Physical therapy including early range of motion exercises is recommended for nonoperative injuries as well as soon after operative repair (2).

Immobilizers should be used only by patients with an unstable knee or a fracture and only until they are seen by an orthopedic surgeon. The optimal immobilization duration is unclear (3).

Treatment references

  1. 1. Perryman JR, Hershman EB. The acute management of soft tissue injuries of the knee. Orthop Clin North Am. 2002;33(3):575-585. doi:10.1016/s0030-5898(01)00003-7

  2. 2. Herring SA, Kibler WB, Putukian M, et al. Initial Assessment and Management of Select Musculoskeletal Injuries: A Team Physician Consensus Statement. Med Sci Sports Exerc. 2024;56(3):385-401. doi:10.1249/MSS.0000000000003324

  3. 3. Sommerfeldt M, Bouliane M, Otto D, et al: The use of early immobilization in the management of acute soft-tissue injuries of the knee: results of a survey of emergency physicians, sports medicine physicians and orthopedic surgeons. Can J Surg 58(1):48-53, 2015. doi:10.1503/cjs.004014

Key Points

  • Stress testing (usually performed days after the injury) is necessary for differentiation of partial from complete ligamentous tears and is more sensitive than MRI.

  • Consider injury to the anterior cruciate ligament and other intra-articular structures if patients have an effusion after an injury.

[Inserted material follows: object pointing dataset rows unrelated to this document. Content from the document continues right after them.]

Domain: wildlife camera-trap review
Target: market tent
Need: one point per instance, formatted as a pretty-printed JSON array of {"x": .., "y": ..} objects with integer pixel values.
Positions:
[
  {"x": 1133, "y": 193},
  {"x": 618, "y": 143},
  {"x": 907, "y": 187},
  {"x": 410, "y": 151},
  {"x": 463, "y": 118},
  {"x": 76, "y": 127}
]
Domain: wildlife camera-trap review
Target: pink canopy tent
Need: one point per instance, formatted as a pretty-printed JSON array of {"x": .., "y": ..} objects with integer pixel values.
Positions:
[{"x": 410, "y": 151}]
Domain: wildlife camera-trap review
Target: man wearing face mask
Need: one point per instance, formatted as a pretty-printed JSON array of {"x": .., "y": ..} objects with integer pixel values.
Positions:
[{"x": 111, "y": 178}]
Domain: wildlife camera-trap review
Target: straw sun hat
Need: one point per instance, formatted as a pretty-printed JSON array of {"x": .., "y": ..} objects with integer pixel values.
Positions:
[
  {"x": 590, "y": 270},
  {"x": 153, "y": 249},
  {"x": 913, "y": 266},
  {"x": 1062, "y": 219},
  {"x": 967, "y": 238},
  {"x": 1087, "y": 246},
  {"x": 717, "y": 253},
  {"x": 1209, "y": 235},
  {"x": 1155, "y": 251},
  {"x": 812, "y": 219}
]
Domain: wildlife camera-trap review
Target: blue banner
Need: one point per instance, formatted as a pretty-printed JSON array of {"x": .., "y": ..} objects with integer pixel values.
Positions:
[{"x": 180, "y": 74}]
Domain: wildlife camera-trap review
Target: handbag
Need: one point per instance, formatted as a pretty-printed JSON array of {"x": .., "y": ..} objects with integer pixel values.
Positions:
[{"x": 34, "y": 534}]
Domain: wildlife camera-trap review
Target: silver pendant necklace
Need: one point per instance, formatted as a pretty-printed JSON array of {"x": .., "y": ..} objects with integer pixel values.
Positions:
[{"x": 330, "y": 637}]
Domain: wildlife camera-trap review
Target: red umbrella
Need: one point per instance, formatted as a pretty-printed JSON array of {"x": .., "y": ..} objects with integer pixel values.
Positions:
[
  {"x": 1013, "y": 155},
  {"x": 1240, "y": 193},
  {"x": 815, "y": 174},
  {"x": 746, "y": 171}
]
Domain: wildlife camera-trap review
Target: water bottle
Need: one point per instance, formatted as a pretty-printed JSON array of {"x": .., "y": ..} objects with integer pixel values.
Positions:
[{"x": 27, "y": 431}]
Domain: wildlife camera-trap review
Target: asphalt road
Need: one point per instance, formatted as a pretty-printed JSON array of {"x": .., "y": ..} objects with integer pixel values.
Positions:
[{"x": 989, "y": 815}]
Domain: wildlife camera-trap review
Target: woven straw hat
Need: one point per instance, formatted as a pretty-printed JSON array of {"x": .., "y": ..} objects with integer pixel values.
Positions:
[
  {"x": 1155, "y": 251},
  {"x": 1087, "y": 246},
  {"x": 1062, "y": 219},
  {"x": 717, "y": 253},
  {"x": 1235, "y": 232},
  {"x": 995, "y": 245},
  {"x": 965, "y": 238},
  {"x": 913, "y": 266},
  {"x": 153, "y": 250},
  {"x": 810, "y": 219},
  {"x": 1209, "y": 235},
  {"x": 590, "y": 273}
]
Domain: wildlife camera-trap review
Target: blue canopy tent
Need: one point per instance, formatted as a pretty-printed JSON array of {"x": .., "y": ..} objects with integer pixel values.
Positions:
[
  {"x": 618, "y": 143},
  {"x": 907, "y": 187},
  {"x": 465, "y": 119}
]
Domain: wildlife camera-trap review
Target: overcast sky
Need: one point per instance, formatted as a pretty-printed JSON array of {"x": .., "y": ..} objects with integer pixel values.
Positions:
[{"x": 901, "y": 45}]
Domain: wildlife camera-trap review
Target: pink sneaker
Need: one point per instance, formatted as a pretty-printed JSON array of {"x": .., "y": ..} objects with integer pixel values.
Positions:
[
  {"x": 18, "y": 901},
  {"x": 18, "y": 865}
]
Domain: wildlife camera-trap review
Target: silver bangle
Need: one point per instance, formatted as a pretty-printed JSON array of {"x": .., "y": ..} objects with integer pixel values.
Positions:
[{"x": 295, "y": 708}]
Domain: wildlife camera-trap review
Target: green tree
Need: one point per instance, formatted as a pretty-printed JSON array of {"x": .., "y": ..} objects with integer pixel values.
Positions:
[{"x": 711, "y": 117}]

  • Consider knee dislocation and popliteal artery injury if patients have a large hemarthrosis, gross instability, or both.

  • If patients have knee pain and effusion, test active knee extension to check for disruption of the extensor mechanism (eg, tears of the quadriceps or patellar tendon, fracture of the patella or tibial tubercle).

  • Perform MRI if symptoms do not resolve after a few weeks of conservative management or possibly when severe injury or significant intra-articular injury is suspected or cannot be otherwise excluded.